Most mornings I arrive onto the lakeshore to find at least one, and sometimes multiple groups of impala. They are fascinating to watch, and an accurate gauge as to the proximity of the nearest predator. Their sense of sight and smell are far better than humans. They will snort and make a sound similar to a can of soda being open, a distinct alarm call to warn the others of imminent danger.

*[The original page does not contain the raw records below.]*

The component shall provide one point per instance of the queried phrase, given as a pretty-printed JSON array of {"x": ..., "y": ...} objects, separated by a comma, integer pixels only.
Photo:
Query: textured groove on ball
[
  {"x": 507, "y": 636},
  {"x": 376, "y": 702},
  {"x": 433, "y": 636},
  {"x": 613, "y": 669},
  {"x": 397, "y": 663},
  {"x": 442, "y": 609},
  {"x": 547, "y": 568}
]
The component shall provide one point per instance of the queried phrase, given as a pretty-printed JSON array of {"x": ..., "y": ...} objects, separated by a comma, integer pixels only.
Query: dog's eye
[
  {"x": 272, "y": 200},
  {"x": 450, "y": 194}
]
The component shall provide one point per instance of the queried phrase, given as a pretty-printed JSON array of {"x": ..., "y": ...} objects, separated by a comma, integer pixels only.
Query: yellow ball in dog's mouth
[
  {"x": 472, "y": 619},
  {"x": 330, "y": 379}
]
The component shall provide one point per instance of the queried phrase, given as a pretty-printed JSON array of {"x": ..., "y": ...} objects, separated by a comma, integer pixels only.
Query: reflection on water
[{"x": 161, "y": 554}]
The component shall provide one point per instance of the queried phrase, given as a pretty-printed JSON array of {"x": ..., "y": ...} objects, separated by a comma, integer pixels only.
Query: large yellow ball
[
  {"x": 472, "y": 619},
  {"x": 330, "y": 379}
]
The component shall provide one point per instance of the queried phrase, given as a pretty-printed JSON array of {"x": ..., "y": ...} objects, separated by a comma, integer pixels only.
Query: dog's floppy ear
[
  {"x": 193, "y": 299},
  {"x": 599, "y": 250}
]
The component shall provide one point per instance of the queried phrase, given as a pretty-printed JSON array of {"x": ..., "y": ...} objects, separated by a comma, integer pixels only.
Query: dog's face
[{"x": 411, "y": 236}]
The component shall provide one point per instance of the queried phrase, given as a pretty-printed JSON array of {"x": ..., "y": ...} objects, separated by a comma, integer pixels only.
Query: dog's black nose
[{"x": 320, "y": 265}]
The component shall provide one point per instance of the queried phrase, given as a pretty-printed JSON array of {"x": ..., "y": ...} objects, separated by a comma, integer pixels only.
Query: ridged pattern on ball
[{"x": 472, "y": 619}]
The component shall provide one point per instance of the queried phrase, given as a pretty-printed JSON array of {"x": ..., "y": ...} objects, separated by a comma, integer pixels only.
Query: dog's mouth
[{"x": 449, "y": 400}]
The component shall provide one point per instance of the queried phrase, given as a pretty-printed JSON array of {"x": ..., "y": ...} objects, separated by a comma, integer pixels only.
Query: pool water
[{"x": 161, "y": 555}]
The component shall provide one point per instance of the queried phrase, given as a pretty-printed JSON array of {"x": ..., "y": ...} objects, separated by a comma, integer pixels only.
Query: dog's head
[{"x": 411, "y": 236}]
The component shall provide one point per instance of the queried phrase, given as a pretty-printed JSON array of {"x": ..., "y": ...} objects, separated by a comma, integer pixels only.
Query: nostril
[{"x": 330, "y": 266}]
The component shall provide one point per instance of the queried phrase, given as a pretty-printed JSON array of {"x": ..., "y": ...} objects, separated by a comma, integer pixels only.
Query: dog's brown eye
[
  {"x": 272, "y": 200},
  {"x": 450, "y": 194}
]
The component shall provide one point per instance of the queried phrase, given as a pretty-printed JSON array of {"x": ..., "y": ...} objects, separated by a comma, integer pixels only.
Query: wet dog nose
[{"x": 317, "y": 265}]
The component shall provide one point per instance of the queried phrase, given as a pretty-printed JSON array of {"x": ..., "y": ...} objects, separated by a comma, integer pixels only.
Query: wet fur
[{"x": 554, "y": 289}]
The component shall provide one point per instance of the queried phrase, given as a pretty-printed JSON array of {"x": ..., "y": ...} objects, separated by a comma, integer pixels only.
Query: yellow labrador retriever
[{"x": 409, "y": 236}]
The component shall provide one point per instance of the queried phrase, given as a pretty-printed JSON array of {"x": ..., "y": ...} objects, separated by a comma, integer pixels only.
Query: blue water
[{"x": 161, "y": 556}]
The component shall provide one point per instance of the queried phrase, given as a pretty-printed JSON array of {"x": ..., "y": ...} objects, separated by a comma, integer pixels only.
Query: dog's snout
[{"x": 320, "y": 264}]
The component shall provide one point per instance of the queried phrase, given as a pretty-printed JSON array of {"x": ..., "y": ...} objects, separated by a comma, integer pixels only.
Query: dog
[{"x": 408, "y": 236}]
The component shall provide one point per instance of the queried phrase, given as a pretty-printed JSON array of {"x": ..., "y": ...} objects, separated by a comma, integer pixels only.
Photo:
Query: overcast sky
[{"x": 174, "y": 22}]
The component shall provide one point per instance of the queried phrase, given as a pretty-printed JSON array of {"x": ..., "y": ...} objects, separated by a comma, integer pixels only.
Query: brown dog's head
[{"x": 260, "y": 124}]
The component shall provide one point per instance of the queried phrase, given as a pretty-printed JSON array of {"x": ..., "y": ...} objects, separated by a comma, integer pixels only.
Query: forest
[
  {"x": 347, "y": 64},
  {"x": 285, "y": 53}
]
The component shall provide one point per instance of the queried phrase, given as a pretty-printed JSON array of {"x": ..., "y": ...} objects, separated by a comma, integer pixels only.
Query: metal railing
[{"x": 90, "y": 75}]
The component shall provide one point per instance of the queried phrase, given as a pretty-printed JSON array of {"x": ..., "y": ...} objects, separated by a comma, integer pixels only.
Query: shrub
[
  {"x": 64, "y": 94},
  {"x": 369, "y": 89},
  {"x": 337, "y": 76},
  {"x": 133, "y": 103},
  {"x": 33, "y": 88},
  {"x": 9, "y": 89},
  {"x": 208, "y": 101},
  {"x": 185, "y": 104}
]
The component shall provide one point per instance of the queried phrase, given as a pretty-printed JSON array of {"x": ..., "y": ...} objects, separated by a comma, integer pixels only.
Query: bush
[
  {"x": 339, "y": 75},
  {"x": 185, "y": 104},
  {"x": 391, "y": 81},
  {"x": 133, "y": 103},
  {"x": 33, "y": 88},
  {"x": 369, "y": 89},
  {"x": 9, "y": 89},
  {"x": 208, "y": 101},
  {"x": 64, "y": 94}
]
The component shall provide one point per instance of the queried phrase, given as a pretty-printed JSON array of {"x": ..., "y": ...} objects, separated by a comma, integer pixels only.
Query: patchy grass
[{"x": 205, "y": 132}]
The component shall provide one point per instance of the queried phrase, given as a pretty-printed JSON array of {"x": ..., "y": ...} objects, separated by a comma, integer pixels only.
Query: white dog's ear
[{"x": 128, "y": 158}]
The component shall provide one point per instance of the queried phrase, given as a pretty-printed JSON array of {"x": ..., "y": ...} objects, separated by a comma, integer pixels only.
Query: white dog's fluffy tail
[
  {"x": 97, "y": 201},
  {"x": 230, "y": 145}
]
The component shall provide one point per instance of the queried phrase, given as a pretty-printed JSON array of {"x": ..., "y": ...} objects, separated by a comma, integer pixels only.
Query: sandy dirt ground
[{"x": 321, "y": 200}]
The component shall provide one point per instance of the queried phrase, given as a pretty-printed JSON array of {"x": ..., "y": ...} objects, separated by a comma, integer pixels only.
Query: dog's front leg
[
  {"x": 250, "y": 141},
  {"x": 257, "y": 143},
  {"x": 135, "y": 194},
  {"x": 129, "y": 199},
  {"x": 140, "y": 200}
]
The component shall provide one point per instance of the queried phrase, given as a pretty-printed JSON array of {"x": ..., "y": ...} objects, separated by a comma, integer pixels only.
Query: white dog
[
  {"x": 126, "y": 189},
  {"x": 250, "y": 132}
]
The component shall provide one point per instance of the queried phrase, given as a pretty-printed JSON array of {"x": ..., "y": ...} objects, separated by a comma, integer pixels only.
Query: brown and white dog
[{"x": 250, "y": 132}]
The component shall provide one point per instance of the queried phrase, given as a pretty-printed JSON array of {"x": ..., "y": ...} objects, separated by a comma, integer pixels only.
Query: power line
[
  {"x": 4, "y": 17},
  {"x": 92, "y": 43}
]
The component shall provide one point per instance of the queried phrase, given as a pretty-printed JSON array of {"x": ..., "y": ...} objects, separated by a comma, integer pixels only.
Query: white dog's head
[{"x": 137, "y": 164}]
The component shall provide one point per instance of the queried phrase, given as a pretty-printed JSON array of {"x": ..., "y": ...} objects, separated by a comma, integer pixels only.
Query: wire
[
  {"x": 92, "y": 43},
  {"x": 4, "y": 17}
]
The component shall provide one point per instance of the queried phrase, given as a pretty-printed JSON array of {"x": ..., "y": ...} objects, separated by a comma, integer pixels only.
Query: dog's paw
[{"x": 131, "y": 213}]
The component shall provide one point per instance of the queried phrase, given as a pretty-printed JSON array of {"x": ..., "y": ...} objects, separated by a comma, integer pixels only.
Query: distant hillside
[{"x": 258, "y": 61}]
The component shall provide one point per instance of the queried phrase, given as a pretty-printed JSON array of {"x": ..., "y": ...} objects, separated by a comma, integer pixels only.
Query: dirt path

When I arrived on the shoreline early Saturday morning, the impala were out in the open, snorting and particularly attentive to something nearby. A cheetah was less than 75m away. For many prey species, a threat that you can see is safer than the one you can’t. They stood frozen, snorting and calling relentlessly, even approaching even closer to the cheetah. This cheetah did not seem phased. She continued to lounge in the grass, not in any position that would indicate hunting or stalking this prey. The impala eventually moved off. I decided to drive around to get some shots of her from a few different angles and stumbled upon the reason for her indifference…she had already made a kill! Less than 20m from where she sat was a partially eaten female impala, hidden amongst the flannel weeds. Soon she limped over with an injured hind leg, presumably from the chase, and plopped down next to the carcass. Like a housecat, she then began digging next to the impala, and covering it with dirt. This cheetah would stand no chance against a lion, leopard, hyena or crocodile, all with snouts tuned to the smell of fresh blood. This would not be good enough, she began to drag the kill into the forest, where she herself rested.
**Note: Impala are aptly nicknamed “fast food” because of the golden arch shaped “M” on their rump, and of course, because of their sheer speed.